Material with superior damage tolerance, chemical durability, and structure stability is of increasing interest in high-level radioactive waste management and structural components for advanced nuclear systems. In this paper, high-entropy (La0.2Ce0.2Nd0.2Sm0.2Gd0.2)2Zr2O7 with pyrochlore-type structure was synthesized through conventional solid-state method. The as-synthesized high-entropy oxide maintained crystalline after being irradiated by using Au3+ with 9.0 MeV energy at the fluence of 4.5 × 1015 ions·cm-2, indicating its high tolerance to heavy-ion irradiation.
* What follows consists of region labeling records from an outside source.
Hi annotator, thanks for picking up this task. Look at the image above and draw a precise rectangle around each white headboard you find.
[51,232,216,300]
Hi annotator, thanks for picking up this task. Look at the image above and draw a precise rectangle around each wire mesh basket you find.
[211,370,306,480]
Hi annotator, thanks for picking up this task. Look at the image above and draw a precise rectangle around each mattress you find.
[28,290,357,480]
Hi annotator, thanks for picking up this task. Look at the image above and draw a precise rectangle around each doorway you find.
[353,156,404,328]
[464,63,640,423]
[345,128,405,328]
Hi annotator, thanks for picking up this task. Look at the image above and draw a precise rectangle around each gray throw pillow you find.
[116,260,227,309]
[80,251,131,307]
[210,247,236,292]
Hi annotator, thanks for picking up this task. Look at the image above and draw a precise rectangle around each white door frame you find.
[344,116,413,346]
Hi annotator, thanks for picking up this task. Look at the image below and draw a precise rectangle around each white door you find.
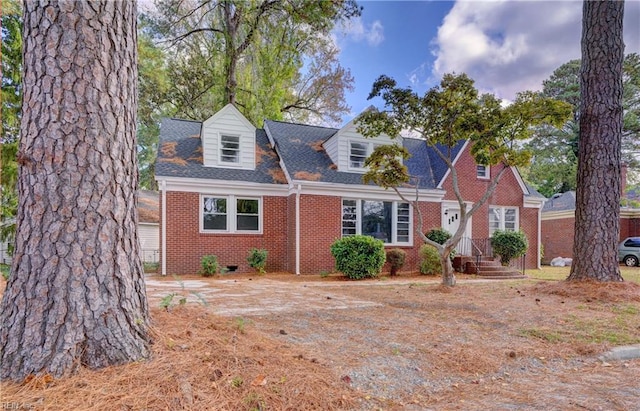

The irradiation-induced order-disorder transition from pyrochlore structure to defective fluorite structure occurred in high-entropy (La0.2Ce0.2Nd0.2Sm0.2Gd0.2)2Zr2O7. After irradiation, no irradiation-induced segregation was observed at grain boundary. Moreover, the mechanical properties of high-entropy pyrochlore were improved. The heavy-ion irradiation resistance mechanisms of high-entropy pyrochlore were discussed in detail. Our work identified high-entropy (La0.2Ce0.2Nd0.2Sm0.2Gd0.2)2Zr2O7 can be a promising candidate for immobilization of high-level radioactive waste as well as advanced nuclear reactor system from the perspective of irradiation resistance.